By Marcia Moore
The Daily Item
SELINSGROVE — The Monroe Township supervisors Tuesday night granted Texas Roadhouse Holdings’ request for a liquor license to sell alcohol at its proposed eatery, but the decision was not unanimous.
Supervisor Dean Davis questioned the need for the national chain, which is popular with families, to obtain a liquor license for its proposed restaurant at the site of the vacant Ruby Tuesday restaurant on the Strip.
“Why does a family restaurant have to sell alcohol?” Davis asked.
Attorney Mark Kozar said the Louisville, Ky.-based steakhouse, which operates 392 restaurants in 47 states, is competing with numerous restaurants that also sell alcohol. He said alcohol sales represented 11 percent of total sales for Texas Roadhouse in 2012.
“Alcohol is served as a complement to the food, not an attraction,” Kozar said.
The company received approval to apply to the Pennsylvania Liquor Control Board for a license by a 2-1 vote, with Chairman Timothy Wolfe and Supervisor Steve Paige in favor.
Later, all three supervisors backed the township planning commission’s approval with conditions of the company’s request for preliminary final approval of plans to build a new 7,163-square-foot restaurant with 281 seats. About 25 full-time people would be employed at the restaurant when it opens.
Texas Roadhouse developers have 90 days to meet the conditions, which include obtaining approval from the Hummels Wharf Fire Company and providing a guaranteed completion date.
The supervisors also heard from George Albert Jr., president of G&Albert Consultants, of Pittston, about plans for a 4,500-square-foot Turkey Hill convenience store and gas station at the former site of the Golden Corral Restaurant at Routes 11-15 and Park Road.
Albert said the plan is to begin construction on the 1.36-acre lot in August.
A conditional use hearing on the plans will be held at the next public board hearing on April 23.
Another public hearing will be held the same night on a zoning ordinance amendment allowing retail as a conditional use in the village zone.

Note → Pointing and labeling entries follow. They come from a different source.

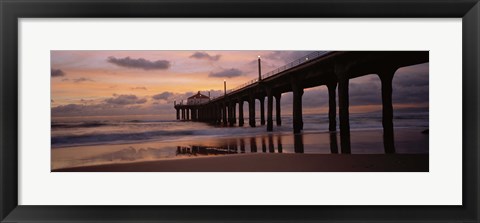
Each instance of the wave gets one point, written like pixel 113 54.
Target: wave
pixel 78 125
pixel 106 138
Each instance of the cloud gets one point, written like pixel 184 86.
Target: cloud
pixel 56 73
pixel 228 73
pixel 82 79
pixel 138 88
pixel 140 63
pixel 162 96
pixel 203 55
pixel 125 100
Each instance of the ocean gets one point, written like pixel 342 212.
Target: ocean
pixel 81 131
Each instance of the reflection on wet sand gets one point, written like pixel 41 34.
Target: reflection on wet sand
pixel 230 147
pixel 306 143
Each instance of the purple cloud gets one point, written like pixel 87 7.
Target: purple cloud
pixel 140 63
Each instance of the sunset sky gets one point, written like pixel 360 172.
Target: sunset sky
pixel 103 83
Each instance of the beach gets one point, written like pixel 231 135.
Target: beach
pixel 261 152
pixel 274 163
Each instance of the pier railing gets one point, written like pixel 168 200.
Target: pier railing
pixel 299 61
pixel 295 63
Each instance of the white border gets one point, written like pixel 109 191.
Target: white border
pixel 441 186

An amendment would clear the way for Williamsport businessman Greg Cendoma to open the drive-through convenience store at 1680 N. Old Trail.
Cendoma operates two similar stores in Williamsport and Hughesville.
Davis voted against the zoning amendment because residents living in the area rejected a similar request about a decade ago.
“We’ve turned other people down,” he said, referring to other small-business proposals in the village.
Davis said he was remiss in failing to speak to the 36 residents who recently signed a petition in support of Cendoma’s proposed business, but felt it wouldn’t be fair to support an amendment before addressing the zoning issue in full.